QUEL KAMIKAZE DELLA PORTA ACCANTO
di MAGDI ALLAM
Per fortuna non c’è stata la strage. A causa del dilettantismo dell’aspirante kamikaze e grazie al tempestivo intervento dei vigili del fuoco. Ma ora è chiaro che l’intenzione del marocchino Mostafà Chaouki era di mietere il maggior numero di vittime tra gli avventori del McDrive alle porte di Brescia domenica scorsa.
La lettera inviata alla Questura di Brescia con cui legittima l’estremo sacrificio come una protesta contro la presenza militare italiana in Iraq conferma ciò che lasciavano supporre un insieme di indizi sulla modalità dell’attentato e la tipologia del bersaglio. Sin dalle prime ore è emerso il comprensibile orientamento delle autorità di pubblica sicurezza a tenere basso il profilo dell’evento. Perché è prioritario salvaguardare la tranquillità e la stabilità del fronte interno. Così come da parte dei magistrati inquirenti si tende a porre in evidenza il quadro psichico dell’attentatore. Arrivando a sostenere che l’allarmismo sarebbe ingiustificato perché ci troviamo di fronte a una «situazione psicologica anomala», che ha prodotto una «azione isolatissima e non facilmente ripetibile».
Ovviamente questo è l’auspicio di tutti. Tuttavia dal momento che stiamo parlando di un terrorismo suicida che massacra indiscriminatamente gli «infedeli» e gli «apostati», è fondamentale calarci nella mente e nell’animo dei suoi autori. Per capirne la realtà così come loro la percepiscono, non come ce la immaginiamo noi con i nostri parametri logici.

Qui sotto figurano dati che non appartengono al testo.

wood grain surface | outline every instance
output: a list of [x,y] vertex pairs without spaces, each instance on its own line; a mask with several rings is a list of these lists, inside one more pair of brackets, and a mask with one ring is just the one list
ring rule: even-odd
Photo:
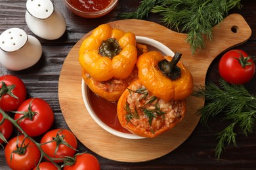
[[[0,0],[0,33],[11,27],[19,27],[23,29],[28,35],[32,35],[37,37],[43,46],[43,54],[38,61],[33,67],[20,71],[12,71],[0,65],[0,75],[11,74],[20,78],[26,84],[27,88],[27,98],[39,97],[47,101],[53,109],[54,114],[54,122],[51,127],[51,129],[56,128],[65,128],[70,129],[70,124],[68,124],[64,119],[62,112],[68,114],[68,110],[65,110],[64,107],[60,108],[58,97],[58,83],[61,69],[65,60],[68,60],[68,53],[74,48],[75,44],[85,35],[87,35],[92,29],[98,25],[118,21],[122,18],[120,13],[133,12],[137,9],[140,5],[140,0],[119,0],[115,8],[107,15],[95,19],[88,19],[79,17],[73,14],[66,7],[63,0],[53,0],[54,7],[58,8],[64,15],[66,24],[66,31],[63,36],[60,39],[54,41],[48,41],[41,39],[34,35],[28,27],[25,20],[26,3],[27,0]],[[245,20],[252,30],[252,34],[247,41],[242,44],[239,44],[232,48],[232,49],[241,49],[247,52],[252,56],[256,56],[256,1],[255,0],[242,0],[242,8],[232,8],[228,14],[240,14]],[[157,23],[165,27],[169,27],[162,22],[162,17],[159,14],[150,13],[144,20],[152,22]],[[239,21],[230,22],[232,26],[236,26]],[[243,20],[242,20],[243,22]],[[246,25],[246,24],[245,24]],[[139,28],[142,29],[144,26],[140,26]],[[124,26],[124,29],[126,28]],[[172,29],[175,30],[175,29]],[[230,32],[230,30],[228,31]],[[148,30],[144,29],[144,31]],[[161,33],[159,31],[150,33],[151,36]],[[221,33],[220,33],[221,34]],[[233,34],[231,34],[233,35]],[[234,34],[237,36],[232,36],[233,39],[240,39],[239,34]],[[150,35],[148,35],[150,36]],[[233,37],[235,37],[234,38]],[[161,37],[163,38],[163,37]],[[164,39],[171,39],[175,43],[176,39],[172,39],[168,35]],[[160,42],[162,39],[158,39]],[[227,42],[226,42],[227,41]],[[229,43],[228,40],[224,42],[220,41],[221,46],[224,43]],[[187,46],[184,44],[186,48]],[[169,46],[172,48],[171,46]],[[216,46],[216,48],[219,48]],[[221,49],[219,52],[223,50]],[[210,51],[207,51],[205,54],[205,58]],[[220,75],[218,71],[219,61],[224,52],[217,55],[209,65],[206,73],[205,82],[212,82],[218,84]],[[256,61],[256,58],[255,58]],[[195,65],[200,65],[200,61],[195,63]],[[75,62],[75,61],[72,61]],[[75,61],[76,62],[76,61]],[[184,61],[185,62],[185,61]],[[209,61],[210,62],[210,61]],[[66,63],[66,61],[65,61]],[[76,69],[76,67],[74,68]],[[72,77],[70,76],[70,77]],[[81,80],[80,79],[81,81]],[[79,81],[80,81],[79,80]],[[76,86],[72,82],[71,85]],[[244,84],[246,89],[252,95],[256,95],[256,75],[248,83]],[[79,86],[81,84],[77,86]],[[74,88],[66,89],[65,93],[72,95],[73,93],[76,95],[80,94],[81,92],[73,92]],[[81,98],[81,99],[82,99]],[[78,101],[78,100],[77,100]],[[75,101],[71,99],[66,101],[68,105],[77,105]],[[80,99],[78,102],[82,103]],[[207,101],[205,101],[207,103]],[[63,104],[63,102],[62,102]],[[68,109],[68,108],[66,108]],[[68,114],[70,116],[75,115],[79,110],[76,109]],[[14,116],[11,114],[11,116]],[[77,127],[79,127],[77,122]],[[117,162],[106,158],[95,153],[87,146],[85,146],[79,140],[77,140],[77,150],[79,152],[87,152],[94,155],[99,161],[102,170],[120,170],[120,169],[172,169],[172,170],[255,170],[256,167],[256,126],[253,128],[251,133],[245,136],[239,128],[236,129],[236,136],[237,146],[232,144],[226,144],[225,150],[221,156],[220,160],[217,160],[215,155],[215,149],[217,144],[216,139],[217,134],[230,124],[229,121],[223,120],[222,112],[214,118],[209,118],[207,122],[208,127],[205,127],[202,124],[198,123],[193,132],[189,137],[186,139],[176,149],[161,156],[150,161],[131,163],[125,162]],[[81,126],[82,129],[83,127]],[[95,131],[89,131],[89,133],[80,132],[79,136],[87,135],[94,136]],[[17,131],[13,132],[12,137],[17,135]],[[95,138],[97,137],[95,136]],[[41,136],[35,138],[40,142]],[[100,141],[104,147],[108,147],[108,143],[112,140],[109,139],[105,141]],[[92,143],[91,144],[93,144]],[[4,146],[5,145],[4,144]],[[113,152],[116,150],[112,150]],[[125,154],[123,156],[125,156]],[[44,160],[43,160],[44,161]],[[61,163],[60,163],[61,164]],[[4,148],[0,147],[0,169],[11,169],[5,158]]]
[[[208,67],[219,54],[244,42],[251,35],[251,30],[244,18],[238,14],[231,14],[213,28],[213,41],[206,41],[205,48],[192,56],[190,46],[186,42],[186,35],[178,33],[158,24],[139,20],[124,20],[110,22],[109,24],[114,28],[132,31],[138,36],[154,39],[173,52],[182,53],[181,61],[191,71],[195,87],[204,85]],[[198,124],[200,116],[195,113],[203,105],[204,101],[189,97],[187,100],[188,110],[184,120],[173,129],[158,137],[135,140],[120,138],[109,133],[89,116],[81,94],[78,51],[82,41],[91,33],[91,31],[86,34],[74,45],[60,71],[59,101],[70,128],[85,146],[102,157],[115,161],[148,161],[163,156],[177,148],[190,135]],[[93,133],[93,135],[91,135]]]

Ebbene dall’identikit tracciato dagli inquirenti e dai familiari, che fa emergere la realtà di un attentatore sostanzialmente laico, si conferma come il «martirio» non sia affatto una prerogativa dei gruppi terroristici islamici, ma sia stato elevato a un valore trasversale che raccoglie proseliti anche in ambienti non tradizionalmente religiosi. È una realtà affermatasi in Palestina sin dall’inizio del 2001 e che ha avuto il suo momento culminante con le stragi dell’11 settembre in America. Il capo del commando di 19 dirottatori kamikaze, Mohammad Atta, è l’emblema del laico che sposa l’integralismo islamico attraverso la fede nel «martirio».
Alla base di questa conversione c’è la crisi di identità degli immigrati che si sentono esclusi o rifiutano il sistema di valori dell’Occidente. Anche la situazione di Chaouki presenta un cocktail di emarginazione sociale, precarietà affettiva e crisi di identità. Non è un caso che i burattinai del terrore vengano ad arruolare gli aspiranti combattenti e i kamikaze islamici in Europa. Il nostro continente si sta rivelando un florido terreno di coltura dell’estremismo sia religioso sia laico, dando vita a una ideologia trasversale i cui capisaldi sono l’antiamericanismo e l’antiebraismo. Ciò che importante comprendere che Chaouki e Atta non sono dei casi singoli. Bensì il sintomo di una realtà più diffusa.
Ugualmente l’azione individuale non significa affatto che è «anomala». Casomai l’anomalia risiede nella nostra concezione tradizionale del «gruppo terroristico». Al riguardo la normativa giuridica italiana è in sintonia con la «Posizione comune» adottata dal Consiglio Europeo il 27 dicembre 2001. Dove per «gruppo terroristico» s’intende «l’associazione strutturata, e cioè non costituita fortuitamente per la commissione estemporanea di un reato, di più di due persone che agisce in modo concertato allo scopo di commettere atti terroristici». Ebbene questa nozione lascia aperti dei varchi per l’attività di singoli elementi fanatici con vocazione suicida che potrebbero anche non avere rapporti formali e organici con una organizzazione terroristica comunemente intesa. E che comunque agiscono in solitudine nella fase esecutiva e terminale dell’attentato. Ciò è quanto è probabilmente accaduto nel caso di Chaouki. E che impone a tutti la comprensione della specificità di questo terrorismo globalizzato che è al contempo religioso e laico, di gruppo o singolo. Ma che soprattutto è un terrorismo che ha messo radici a casa nostra.